CLEVELAND — The countdown to the 2023 New Year coincided with the long-anticipated countdown to sports betting in Ohio. Midnight marked the legalization of sports wagers in the state.
“The fact that we brought sports betting here to Ohio, I think it’s a phenomenal thing. I think it’s going to do a lot of good things for the state,” said Matt Lewis.
Lewis placed the first ever sports bet at MGM Northfield Park, seconds after it became legal in Ohio. The Stow man put money on the Cleveland Browns to beat the Washington Commanders later in the day.
“Given this historic moment in the state, it felt right to go with the Cleveland Browns,” he said.
At the same time, Christine Hoyer wagered the first sports bet at JACK Casino in downtown Cleveland. The Chief Development Officer of Special Olympics Ohio wagered $68 that the Cleveland Cavaliers will win a national title this season. The amount was representative of the 1968 founding date for the organization.
betJACK planned to make a donation to Special Olympics Ohio matching the amount wagered in the first two hours of legal sports betting, up to $20,000.
“This is an emerging partnership that makes a lot of sense, given that we’re both sports organizations and prioritize sports,” Hoyer said.
After several delays and failed bills, Governor Mike DeWine signed House Bill 29 into law in December 2021. Throughout 2022, the state hammered out details of the new industry, which is regulated by the Ohio Lottery and the Casino Control Commission.

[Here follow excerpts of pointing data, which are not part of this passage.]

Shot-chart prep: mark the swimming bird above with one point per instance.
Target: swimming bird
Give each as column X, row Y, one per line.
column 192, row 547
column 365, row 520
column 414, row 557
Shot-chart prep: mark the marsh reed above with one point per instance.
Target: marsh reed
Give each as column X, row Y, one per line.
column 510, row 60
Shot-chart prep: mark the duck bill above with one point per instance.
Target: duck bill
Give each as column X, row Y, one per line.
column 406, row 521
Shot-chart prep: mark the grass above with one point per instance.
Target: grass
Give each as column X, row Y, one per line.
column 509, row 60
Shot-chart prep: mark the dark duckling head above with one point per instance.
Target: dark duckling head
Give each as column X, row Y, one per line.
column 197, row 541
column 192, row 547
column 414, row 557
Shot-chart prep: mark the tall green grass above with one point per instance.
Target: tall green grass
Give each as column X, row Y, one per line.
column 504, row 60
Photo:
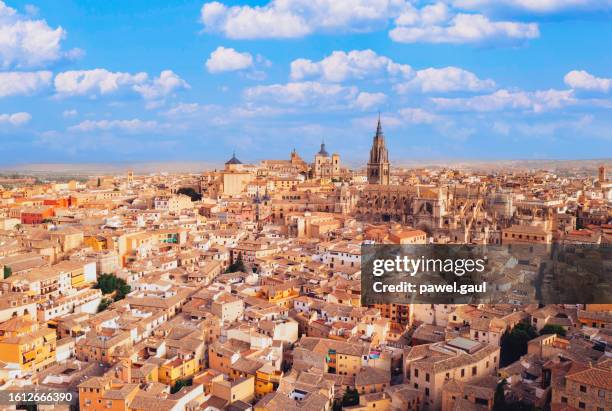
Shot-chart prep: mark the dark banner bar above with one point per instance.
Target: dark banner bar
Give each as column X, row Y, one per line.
column 511, row 274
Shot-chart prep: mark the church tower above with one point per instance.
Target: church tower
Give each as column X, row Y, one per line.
column 378, row 166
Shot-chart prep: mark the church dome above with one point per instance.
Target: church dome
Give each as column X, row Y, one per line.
column 233, row 160
column 323, row 152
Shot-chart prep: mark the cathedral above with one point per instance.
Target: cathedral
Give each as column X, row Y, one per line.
column 378, row 166
column 419, row 206
column 326, row 166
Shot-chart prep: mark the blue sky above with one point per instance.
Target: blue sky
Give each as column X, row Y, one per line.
column 115, row 81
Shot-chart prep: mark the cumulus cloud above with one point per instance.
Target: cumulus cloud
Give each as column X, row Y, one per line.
column 366, row 100
column 99, row 82
column 443, row 80
column 534, row 7
column 583, row 80
column 15, row 119
column 436, row 23
column 307, row 93
column 26, row 43
column 165, row 84
column 14, row 83
column 417, row 116
column 129, row 126
column 356, row 64
column 228, row 59
column 296, row 18
column 536, row 101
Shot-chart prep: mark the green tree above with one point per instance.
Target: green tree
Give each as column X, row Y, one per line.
column 514, row 343
column 189, row 191
column 237, row 265
column 180, row 384
column 552, row 329
column 111, row 284
column 499, row 400
column 104, row 303
column 351, row 397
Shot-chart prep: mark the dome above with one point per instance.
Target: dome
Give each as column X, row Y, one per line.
column 323, row 152
column 233, row 160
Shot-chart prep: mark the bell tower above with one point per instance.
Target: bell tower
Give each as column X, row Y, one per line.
column 378, row 166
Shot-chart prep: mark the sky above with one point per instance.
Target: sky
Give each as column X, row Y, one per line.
column 151, row 80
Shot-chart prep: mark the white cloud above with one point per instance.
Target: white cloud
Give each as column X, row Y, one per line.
column 582, row 80
column 447, row 79
column 536, row 101
column 435, row 24
column 95, row 82
column 15, row 119
column 296, row 18
column 15, row 83
column 228, row 59
column 534, row 6
column 418, row 116
column 99, row 82
column 167, row 83
column 303, row 94
column 190, row 109
column 366, row 100
column 129, row 126
column 356, row 64
column 26, row 43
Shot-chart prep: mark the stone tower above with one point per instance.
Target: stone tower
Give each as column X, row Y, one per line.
column 378, row 166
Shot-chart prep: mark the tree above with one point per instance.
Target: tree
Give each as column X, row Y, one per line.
column 514, row 343
column 553, row 329
column 189, row 191
column 351, row 397
column 180, row 384
column 104, row 303
column 110, row 283
column 499, row 400
column 237, row 265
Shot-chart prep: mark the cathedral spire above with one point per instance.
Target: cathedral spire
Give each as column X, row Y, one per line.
column 379, row 127
column 378, row 166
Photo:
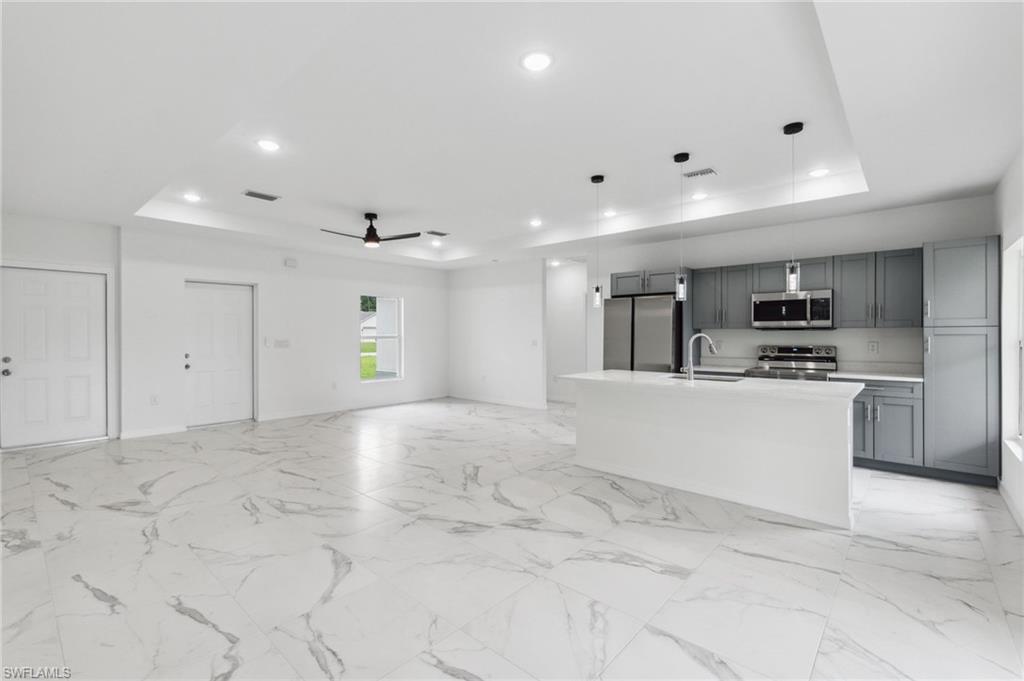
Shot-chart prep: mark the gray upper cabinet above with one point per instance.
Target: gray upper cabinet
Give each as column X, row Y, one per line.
column 627, row 284
column 899, row 429
column 962, row 283
column 879, row 289
column 736, row 289
column 898, row 288
column 962, row 398
column 707, row 295
column 854, row 304
column 663, row 281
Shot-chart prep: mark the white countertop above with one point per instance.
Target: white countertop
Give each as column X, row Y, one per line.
column 878, row 376
column 770, row 387
column 846, row 375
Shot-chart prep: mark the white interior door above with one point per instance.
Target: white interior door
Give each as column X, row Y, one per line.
column 53, row 388
column 218, row 359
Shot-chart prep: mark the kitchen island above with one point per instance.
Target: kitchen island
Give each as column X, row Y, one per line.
column 782, row 445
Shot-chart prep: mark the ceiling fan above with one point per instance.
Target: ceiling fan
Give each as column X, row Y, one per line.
column 372, row 239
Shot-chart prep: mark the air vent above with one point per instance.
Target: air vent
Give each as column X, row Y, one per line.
column 259, row 195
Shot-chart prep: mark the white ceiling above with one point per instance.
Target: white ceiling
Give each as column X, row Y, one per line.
column 422, row 114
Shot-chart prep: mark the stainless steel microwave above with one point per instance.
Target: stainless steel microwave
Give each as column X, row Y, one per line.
column 800, row 309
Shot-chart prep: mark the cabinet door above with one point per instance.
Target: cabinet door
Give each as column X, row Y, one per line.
column 854, row 305
column 899, row 430
column 662, row 281
column 815, row 273
column 707, row 294
column 962, row 399
column 736, row 290
column 962, row 283
column 898, row 289
column 863, row 435
column 627, row 284
column 769, row 277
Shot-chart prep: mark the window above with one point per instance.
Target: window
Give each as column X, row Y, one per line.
column 380, row 338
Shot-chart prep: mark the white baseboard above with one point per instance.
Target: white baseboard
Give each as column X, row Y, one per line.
column 150, row 432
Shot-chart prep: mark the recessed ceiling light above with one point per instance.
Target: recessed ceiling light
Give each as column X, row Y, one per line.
column 536, row 61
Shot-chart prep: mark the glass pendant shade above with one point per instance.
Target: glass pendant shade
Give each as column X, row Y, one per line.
column 681, row 288
column 792, row 277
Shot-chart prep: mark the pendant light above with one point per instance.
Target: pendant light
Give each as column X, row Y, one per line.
column 793, row 267
column 681, row 158
column 598, row 296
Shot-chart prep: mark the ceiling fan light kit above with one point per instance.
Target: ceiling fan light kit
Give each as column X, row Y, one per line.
column 372, row 239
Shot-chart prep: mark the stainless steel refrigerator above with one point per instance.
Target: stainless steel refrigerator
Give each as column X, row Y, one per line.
column 646, row 333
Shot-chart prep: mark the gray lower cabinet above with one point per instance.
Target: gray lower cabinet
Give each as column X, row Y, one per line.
column 627, row 284
column 863, row 432
column 815, row 273
column 899, row 430
column 853, row 306
column 962, row 283
column 736, row 289
column 707, row 296
column 962, row 399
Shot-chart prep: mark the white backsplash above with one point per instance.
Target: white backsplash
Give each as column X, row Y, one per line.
column 900, row 350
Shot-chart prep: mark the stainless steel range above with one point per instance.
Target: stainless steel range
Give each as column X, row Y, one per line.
column 806, row 363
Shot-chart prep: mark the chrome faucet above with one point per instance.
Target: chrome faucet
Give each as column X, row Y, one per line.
column 689, row 355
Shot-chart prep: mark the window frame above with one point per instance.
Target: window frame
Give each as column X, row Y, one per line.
column 398, row 336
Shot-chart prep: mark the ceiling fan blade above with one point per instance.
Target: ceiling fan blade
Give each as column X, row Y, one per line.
column 340, row 233
column 412, row 235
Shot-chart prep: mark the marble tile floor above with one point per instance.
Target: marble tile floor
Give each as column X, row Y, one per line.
column 456, row 540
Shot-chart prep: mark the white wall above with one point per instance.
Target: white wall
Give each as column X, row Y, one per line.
column 899, row 227
column 34, row 240
column 1010, row 204
column 496, row 333
column 565, row 312
column 314, row 307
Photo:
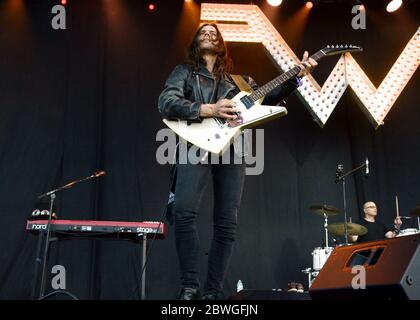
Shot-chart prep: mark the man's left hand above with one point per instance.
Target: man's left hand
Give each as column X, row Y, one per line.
column 307, row 65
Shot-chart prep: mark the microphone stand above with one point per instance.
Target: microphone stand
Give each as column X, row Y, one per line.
column 52, row 195
column 341, row 177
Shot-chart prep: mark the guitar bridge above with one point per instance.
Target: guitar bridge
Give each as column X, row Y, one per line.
column 247, row 102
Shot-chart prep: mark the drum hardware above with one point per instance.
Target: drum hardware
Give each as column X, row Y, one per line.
column 325, row 211
column 321, row 254
column 416, row 213
column 340, row 176
column 353, row 229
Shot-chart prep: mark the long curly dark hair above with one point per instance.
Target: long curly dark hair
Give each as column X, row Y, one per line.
column 223, row 62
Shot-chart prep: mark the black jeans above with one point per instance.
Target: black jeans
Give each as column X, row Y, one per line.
column 191, row 183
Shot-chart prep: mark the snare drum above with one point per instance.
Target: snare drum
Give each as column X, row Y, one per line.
column 407, row 232
column 320, row 256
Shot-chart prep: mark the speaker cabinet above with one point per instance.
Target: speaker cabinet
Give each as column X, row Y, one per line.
column 391, row 268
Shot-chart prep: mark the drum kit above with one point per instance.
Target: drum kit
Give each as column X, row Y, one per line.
column 321, row 254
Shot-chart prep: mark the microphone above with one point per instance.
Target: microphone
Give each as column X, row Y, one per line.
column 367, row 167
column 338, row 172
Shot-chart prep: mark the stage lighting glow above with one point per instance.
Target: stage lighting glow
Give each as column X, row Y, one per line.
column 274, row 3
column 393, row 5
column 320, row 101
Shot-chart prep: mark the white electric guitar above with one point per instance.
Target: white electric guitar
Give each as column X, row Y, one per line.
column 215, row 134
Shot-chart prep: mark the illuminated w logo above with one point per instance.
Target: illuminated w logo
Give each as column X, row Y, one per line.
column 251, row 25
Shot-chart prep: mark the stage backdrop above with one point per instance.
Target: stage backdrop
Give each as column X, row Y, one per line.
column 84, row 99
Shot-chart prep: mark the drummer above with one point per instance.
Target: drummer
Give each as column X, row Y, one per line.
column 376, row 229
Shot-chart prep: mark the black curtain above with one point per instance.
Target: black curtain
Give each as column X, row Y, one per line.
column 84, row 99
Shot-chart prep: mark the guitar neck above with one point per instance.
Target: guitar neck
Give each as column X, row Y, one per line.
column 273, row 84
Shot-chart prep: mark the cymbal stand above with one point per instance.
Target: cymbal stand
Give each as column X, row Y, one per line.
column 340, row 176
column 326, row 229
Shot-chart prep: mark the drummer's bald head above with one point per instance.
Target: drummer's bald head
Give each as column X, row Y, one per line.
column 369, row 204
column 369, row 208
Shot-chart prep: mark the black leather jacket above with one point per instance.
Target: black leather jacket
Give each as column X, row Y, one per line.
column 186, row 90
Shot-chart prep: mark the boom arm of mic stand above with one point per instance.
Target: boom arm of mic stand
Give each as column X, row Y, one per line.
column 342, row 178
column 71, row 184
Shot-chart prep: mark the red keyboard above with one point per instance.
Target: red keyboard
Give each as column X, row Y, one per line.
column 101, row 229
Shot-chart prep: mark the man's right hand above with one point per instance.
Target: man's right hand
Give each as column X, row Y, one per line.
column 223, row 108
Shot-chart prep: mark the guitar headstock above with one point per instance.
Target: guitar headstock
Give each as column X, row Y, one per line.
column 339, row 49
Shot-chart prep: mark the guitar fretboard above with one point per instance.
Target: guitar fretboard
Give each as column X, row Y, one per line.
column 273, row 84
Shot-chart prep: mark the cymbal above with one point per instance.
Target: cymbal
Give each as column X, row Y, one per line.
column 353, row 229
column 415, row 212
column 328, row 210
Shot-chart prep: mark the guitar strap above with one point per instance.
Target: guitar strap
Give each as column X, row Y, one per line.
column 241, row 83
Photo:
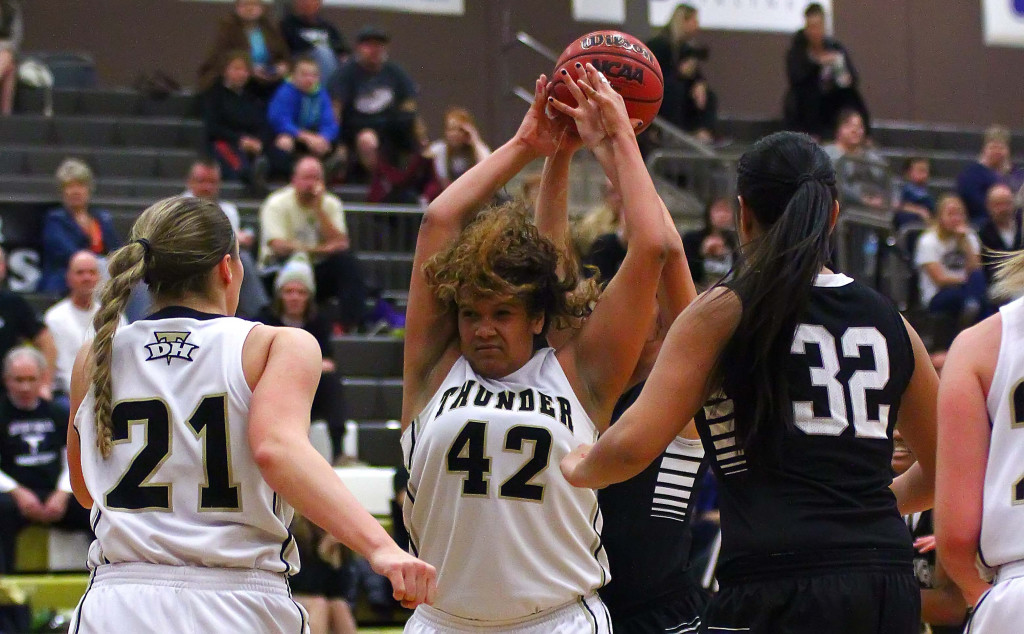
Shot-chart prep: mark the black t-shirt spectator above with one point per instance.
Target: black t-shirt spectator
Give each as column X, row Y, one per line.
column 229, row 115
column 18, row 322
column 370, row 99
column 31, row 444
column 302, row 36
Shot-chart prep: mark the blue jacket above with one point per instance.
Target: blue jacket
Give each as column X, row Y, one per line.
column 64, row 238
column 292, row 111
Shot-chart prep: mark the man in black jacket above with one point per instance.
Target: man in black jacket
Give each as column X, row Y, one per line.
column 1001, row 230
column 34, row 483
column 307, row 33
column 822, row 80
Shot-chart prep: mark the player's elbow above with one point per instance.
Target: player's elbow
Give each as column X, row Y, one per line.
column 270, row 454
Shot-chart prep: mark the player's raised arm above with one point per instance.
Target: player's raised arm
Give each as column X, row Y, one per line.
column 429, row 327
column 604, row 354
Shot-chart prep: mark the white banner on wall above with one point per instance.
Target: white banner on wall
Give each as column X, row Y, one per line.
column 1003, row 22
column 599, row 10
column 781, row 15
column 446, row 7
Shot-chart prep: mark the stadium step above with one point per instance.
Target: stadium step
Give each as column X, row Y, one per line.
column 116, row 101
column 100, row 131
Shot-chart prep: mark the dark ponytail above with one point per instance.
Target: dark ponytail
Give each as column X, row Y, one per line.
column 788, row 183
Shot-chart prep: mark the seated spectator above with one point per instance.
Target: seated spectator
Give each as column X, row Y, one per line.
column 822, row 80
column 915, row 202
column 10, row 42
column 74, row 226
column 35, row 484
column 371, row 92
column 862, row 174
column 993, row 165
column 19, row 326
column 461, row 149
column 293, row 305
column 711, row 252
column 308, row 34
column 948, row 257
column 1001, row 231
column 70, row 321
column 304, row 217
column 301, row 118
column 236, row 123
column 204, row 181
column 688, row 102
column 403, row 174
column 248, row 29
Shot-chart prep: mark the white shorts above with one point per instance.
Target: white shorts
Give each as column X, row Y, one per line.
column 146, row 597
column 585, row 616
column 1000, row 610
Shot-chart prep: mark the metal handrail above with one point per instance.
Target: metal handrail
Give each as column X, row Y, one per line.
column 665, row 126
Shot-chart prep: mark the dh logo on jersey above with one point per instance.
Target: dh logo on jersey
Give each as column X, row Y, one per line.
column 171, row 345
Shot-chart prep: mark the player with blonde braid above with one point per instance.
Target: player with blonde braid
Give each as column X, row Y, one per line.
column 190, row 445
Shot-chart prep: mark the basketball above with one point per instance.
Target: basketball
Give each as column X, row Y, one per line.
column 628, row 64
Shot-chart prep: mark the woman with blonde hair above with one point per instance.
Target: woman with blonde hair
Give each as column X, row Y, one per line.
column 979, row 501
column 461, row 149
column 76, row 225
column 190, row 444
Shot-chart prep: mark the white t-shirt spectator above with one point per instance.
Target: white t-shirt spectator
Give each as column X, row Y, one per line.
column 931, row 249
column 283, row 217
column 70, row 326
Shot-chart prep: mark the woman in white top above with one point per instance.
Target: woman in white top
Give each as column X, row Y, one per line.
column 948, row 257
column 488, row 409
column 979, row 489
column 461, row 149
column 190, row 445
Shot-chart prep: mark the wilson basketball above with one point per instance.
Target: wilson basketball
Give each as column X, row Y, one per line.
column 628, row 64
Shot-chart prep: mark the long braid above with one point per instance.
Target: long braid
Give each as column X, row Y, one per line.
column 174, row 245
column 127, row 268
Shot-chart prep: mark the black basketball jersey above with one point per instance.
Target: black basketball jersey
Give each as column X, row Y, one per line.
column 647, row 524
column 823, row 498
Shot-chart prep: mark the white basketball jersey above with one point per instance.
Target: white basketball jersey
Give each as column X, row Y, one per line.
column 180, row 485
column 1003, row 512
column 487, row 505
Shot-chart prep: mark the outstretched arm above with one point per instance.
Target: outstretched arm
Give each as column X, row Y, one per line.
column 279, row 428
column 914, row 490
column 963, row 454
column 430, row 331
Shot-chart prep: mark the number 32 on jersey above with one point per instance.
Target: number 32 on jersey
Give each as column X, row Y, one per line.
column 855, row 388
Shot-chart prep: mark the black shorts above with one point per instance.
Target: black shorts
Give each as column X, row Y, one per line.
column 677, row 614
column 868, row 601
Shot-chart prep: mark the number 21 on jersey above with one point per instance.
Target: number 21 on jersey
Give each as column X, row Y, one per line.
column 859, row 382
column 208, row 423
column 1017, row 422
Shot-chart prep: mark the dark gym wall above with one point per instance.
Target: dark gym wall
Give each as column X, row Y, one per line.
column 915, row 61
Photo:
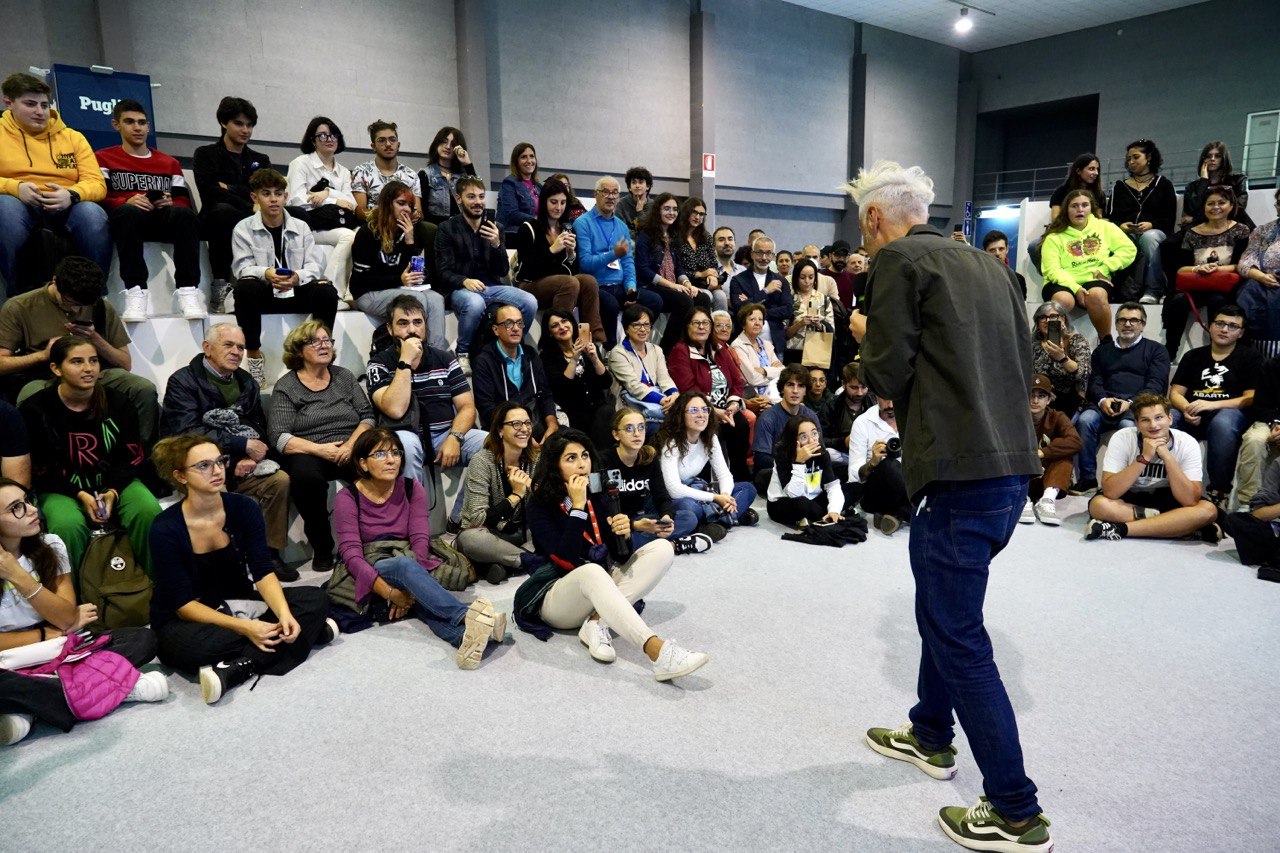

On January first, 12 licensed retail sportsbooks and 16 online sportsbooks were officially open for business. Others have been approved by the Casino Control Commission and will launch throughout the year.
“All my gamblers out there have been waiting for this day, all my friends, family. We were looking for a place that’s close by. And now we finally have it,” said Tony Banks, who was among the first to place bets at JACK Casino.
According to early projections from PlayOhio, Ohioans are expected to wager about $8 billion in the first year. BetOhio anticipates the state will net around $50 million in 2023.
“It’s going to generate a lot of money, tax revenue, for the state of Ohio through all its avenues,” said Scott Lokke, the Senior Vice President and General Manager for JACK Cleveland Casino.
Ohio is now among 32 states and Washington, DC to have some capacity of legalized sports wagering. Advocates say it will make Ohio more economically competitive.
“We’ve been surrounded by states that have been sports betting for quite some time now. So to be able to keep that money here and for our state, which can do so much for us, it means a lot,” said Aleksandra Breault, the Director of PR and Communications for JACK Entertainment.
Others believe it will change the fan experience for Ohio sports supporters.
“Especially in a state like Ohio, where you have sports fans that are as rabid as the fans here, you can have a stake in your home team,” said Matt Buckley, the President and COO of MGM Resorts’ Midwest Group.
98 percent of the tax revenue Ohio makes from sports betting will go to the Sports Gaming Profits Education Fund (SGPEF). The General Assembly will decide how to allocate the money to Ohio schools.
The remaining 2 percent of tax revenue will go to the Problem Sports Gaming Fund to help problem gamblers.